President Nana Akufo-Addo has delivered a controversial speech, condemning the violence that occurred at some registration centres during the just ended voter registration exercise.
In his 15th televised Coronavirus address to the nation, President Nana Akufo-Addo stated that those incidents were ‘regrettable’, nevertheless, they were ‘isolated incidents’ within what he described as a largely successful exercise.
He, then, hoped and prayed that the police would deal with those involved in the violence, but never told the nation that he, as Commander-in-chief of the Ghana Armed Forces and Head of State, was now “aware” of the very acts of violence he denied knowledge of, despite viral videos.
“By the grace of God, the work of the Electoral Commission, and the effective measures put in place by the government, these prophecies of doom did not materialize. There were, nonetheless, deeply regrettable, isolated incidents of violence, which I condemn unreservedly, and which I expect the Police to deal with without fear or favour, but the exercise was generally peaceful,” Akufo-Addo said.
The President used the opening parts of his address to deliver a tongue lashing diatribe against those he called ‘political naysayers’ who were opposing the compilation of new voters register but ended up registering.
He said: “[Those] who swore heaven and earth to resist the compilation of the register at the peril of their lives, ending up registering”.
He continued: “There were also those who offered delicate, personal sacrifices in the event of the register, again, ending up registering. And, there were those who claimed that, in the midst of a pandemic, the registration exercise should not be conducted, with some warning of an ‘explosion’ in our case count and very high numbers of deaths, should the exercise go ahead.”
President Nana Akufo-Addo then expressed his profound gratitude to the Electoral Commission (EC) over the ‘orderly and safe’ conduct of the ‘most credible’ voter register, while singling out for praise some staff of the Electoral Commission, an act uncharacteristic of Ghanaian heads of state, when in office or out of office, with about three months until Election Day.
“On behalf of the people of Ghana, I congratulate warmly, the Chairperson of the Electoral Commission, Mrs. Jean Mensa, her two deputies, Dr. Eric Bossman Asare and Mr. Samuel Tetteh and the entire commission for their efficient, safe and transparent nature of the registration exercise”, he said.
President Akufo-Addo and his incumbent NPP insist the new register was necessary to remove names of minors, foreigners and dead people.

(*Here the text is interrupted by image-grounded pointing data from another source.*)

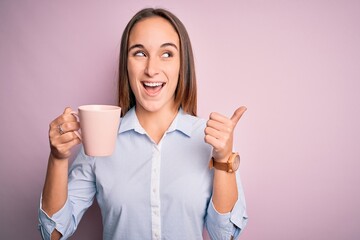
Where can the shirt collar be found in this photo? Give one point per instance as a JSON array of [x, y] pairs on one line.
[[131, 122]]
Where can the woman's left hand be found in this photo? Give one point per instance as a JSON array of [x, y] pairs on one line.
[[219, 133]]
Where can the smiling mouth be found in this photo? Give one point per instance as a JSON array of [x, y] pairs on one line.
[[152, 88]]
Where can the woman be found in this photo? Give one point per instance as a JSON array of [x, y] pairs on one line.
[[157, 184]]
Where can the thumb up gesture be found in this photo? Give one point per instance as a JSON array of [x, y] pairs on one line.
[[219, 133]]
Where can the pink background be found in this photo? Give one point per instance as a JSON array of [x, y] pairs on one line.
[[294, 64]]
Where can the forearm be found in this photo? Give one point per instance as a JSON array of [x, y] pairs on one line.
[[55, 188], [225, 191]]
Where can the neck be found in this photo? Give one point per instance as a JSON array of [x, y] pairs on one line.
[[156, 123]]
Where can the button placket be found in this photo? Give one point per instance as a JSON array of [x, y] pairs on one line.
[[155, 194]]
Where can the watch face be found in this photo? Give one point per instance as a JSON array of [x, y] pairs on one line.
[[236, 163]]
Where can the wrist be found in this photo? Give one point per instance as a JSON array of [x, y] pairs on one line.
[[223, 159]]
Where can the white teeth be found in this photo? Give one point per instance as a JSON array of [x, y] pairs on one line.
[[152, 84]]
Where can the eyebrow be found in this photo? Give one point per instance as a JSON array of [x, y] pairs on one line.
[[162, 46]]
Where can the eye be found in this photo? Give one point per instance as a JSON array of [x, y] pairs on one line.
[[167, 55]]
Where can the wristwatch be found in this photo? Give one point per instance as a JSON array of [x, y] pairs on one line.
[[230, 166]]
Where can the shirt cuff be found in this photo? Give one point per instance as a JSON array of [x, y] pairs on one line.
[[230, 223], [59, 221]]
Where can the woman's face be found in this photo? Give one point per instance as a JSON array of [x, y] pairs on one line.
[[153, 64]]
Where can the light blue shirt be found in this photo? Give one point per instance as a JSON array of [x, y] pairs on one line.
[[147, 190]]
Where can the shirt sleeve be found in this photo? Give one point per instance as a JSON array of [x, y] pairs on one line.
[[81, 192], [228, 225]]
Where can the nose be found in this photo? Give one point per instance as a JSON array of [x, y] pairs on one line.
[[152, 67]]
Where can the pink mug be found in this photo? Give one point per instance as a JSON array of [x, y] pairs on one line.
[[99, 126]]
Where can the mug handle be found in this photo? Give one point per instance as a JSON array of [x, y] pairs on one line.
[[77, 133]]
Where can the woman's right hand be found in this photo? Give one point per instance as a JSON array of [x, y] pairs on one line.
[[62, 135]]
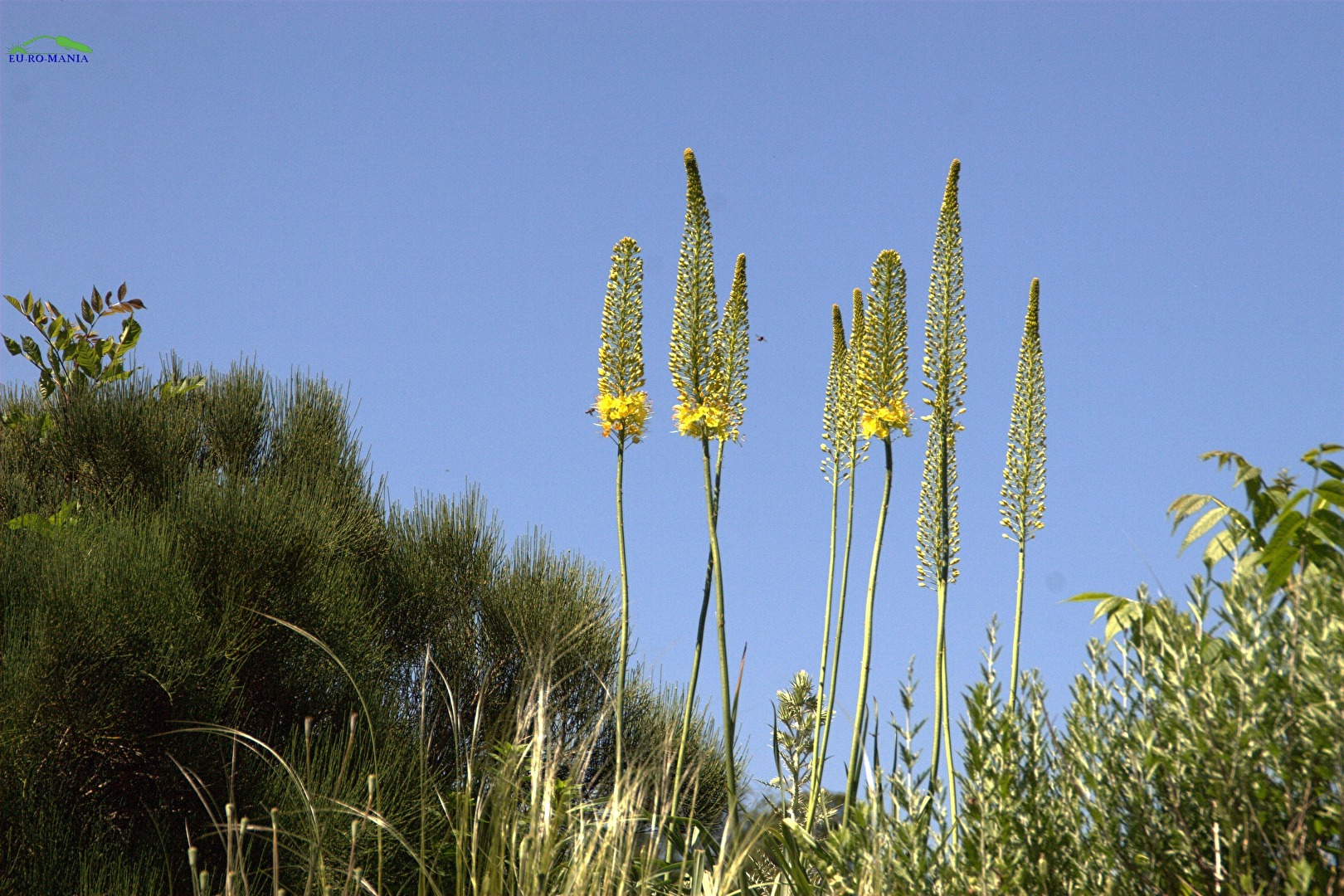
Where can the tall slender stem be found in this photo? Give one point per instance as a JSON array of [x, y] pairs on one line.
[[626, 621], [938, 670], [835, 655], [1016, 625], [817, 759], [728, 723], [947, 733], [856, 746], [699, 646]]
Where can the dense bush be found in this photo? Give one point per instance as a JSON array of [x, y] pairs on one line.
[[158, 538]]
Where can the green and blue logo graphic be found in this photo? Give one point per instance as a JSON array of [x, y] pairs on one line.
[[75, 51]]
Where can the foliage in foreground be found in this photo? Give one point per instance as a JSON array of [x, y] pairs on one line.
[[155, 540], [1202, 752]]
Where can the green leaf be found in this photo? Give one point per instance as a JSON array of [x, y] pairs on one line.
[[32, 351], [1089, 597], [88, 359], [1186, 505], [129, 336], [1205, 524], [1331, 489]]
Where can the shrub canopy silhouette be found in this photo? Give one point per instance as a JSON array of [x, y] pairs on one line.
[[153, 533]]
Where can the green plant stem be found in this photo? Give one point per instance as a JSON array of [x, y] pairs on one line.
[[1016, 626], [815, 777], [856, 744], [626, 621], [728, 723], [699, 646], [835, 655], [947, 731]]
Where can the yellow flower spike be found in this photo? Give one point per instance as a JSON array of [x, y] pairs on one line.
[[938, 533], [879, 399], [707, 360], [624, 414], [622, 407]]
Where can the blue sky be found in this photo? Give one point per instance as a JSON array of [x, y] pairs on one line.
[[420, 202]]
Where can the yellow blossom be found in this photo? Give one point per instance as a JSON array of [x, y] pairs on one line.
[[706, 419], [878, 422], [624, 414]]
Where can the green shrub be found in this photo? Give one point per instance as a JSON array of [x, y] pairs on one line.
[[184, 525]]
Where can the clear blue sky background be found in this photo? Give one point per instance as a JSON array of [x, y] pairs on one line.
[[420, 202]]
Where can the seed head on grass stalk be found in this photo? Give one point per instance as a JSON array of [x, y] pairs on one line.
[[709, 366], [622, 407], [882, 411], [1023, 494], [945, 377]]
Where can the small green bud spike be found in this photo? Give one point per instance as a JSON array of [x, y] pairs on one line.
[[852, 394], [882, 362], [621, 353], [945, 377], [1023, 494], [880, 401], [695, 309], [834, 437]]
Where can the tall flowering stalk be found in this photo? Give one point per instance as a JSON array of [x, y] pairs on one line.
[[622, 409], [882, 395], [843, 450], [945, 377], [1023, 494], [709, 366]]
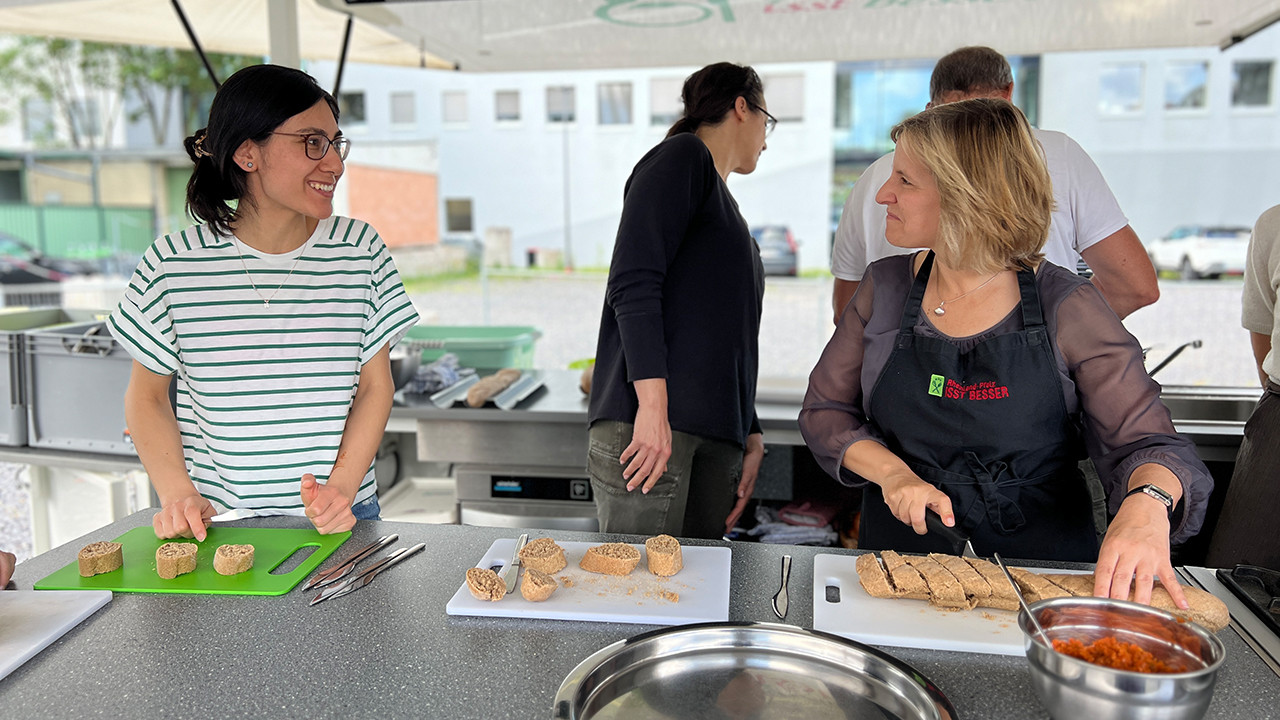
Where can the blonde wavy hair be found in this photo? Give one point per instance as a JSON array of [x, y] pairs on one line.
[[995, 191]]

The incumbent argues especially strongly that for a population of 30 million, Ghana should not have more than 15 million names on its electoral register.
The USD150 million new provisional register is only about 70 thousand names shy of 17 million registrants. The EC has admitted that those same problems for which the new register was compiled persist and have hence vowed to remove the unwanted names, another controversial move which has generated controversy as to the criteria and legality.
Critics have asked why people had to crowd at registration centres and infect each other with COVID-19 in a nation where some 3374 coronavirus samples were left in a veterinary laboratory in Takoradi for several weeks because there were no reagents and “discovered” around 17 July.
The President himself, apparently now aware that his decisions and addresses do not follow “the science and the data”, as he and his hirelings often claim, now declared: “Indeed test results that used to take weeks are now available within 48 hours”.
In Ghana, contract tracing is the longest-running joke by far. Has anybody tried contacting the 3374 Takoradi people to test them again since we were told their samples were discarded?
And judging by trends, some “too known” man has estimated that if even one per cent, namely 34 of the 3374 were positive, how do we trace the persons those 34 met then, and continue to meet?
Mr. President must be made aware that the trend worldwide is that 99 per cent of those who catch the virus will recover anyway, hence he is completely at sea; he has missed the mark completely.
Yes, we may not be dying in Ghana, but avoiding death is not the only reason for the global fight against COVID-19. There is even documented evidence of long term illnesses including nervous system problems.
The World Health Organisation (WHO) “Strategic Preparedness and Response Plan” has at number one on their list of objectives: “Limit human-to-human transmission, including reducing secondary infections among close contacts and healthcare workers, preventing transmission amplification events, and preventing further international spread from China”.
This document has been in “draft form as of 3 February 2020” and has been available as a “Featured Publication” since “14 April 2020”.
Now replace China with Ghana and try flying out of Ghana on “1st September” as the President promised.
We must be our neighbour's keeper; that is the principle here, for crying out loud.
The author is a journalist, communications and media analyst and a writer. The views expressed are solely his and does not represent the organisation he works for.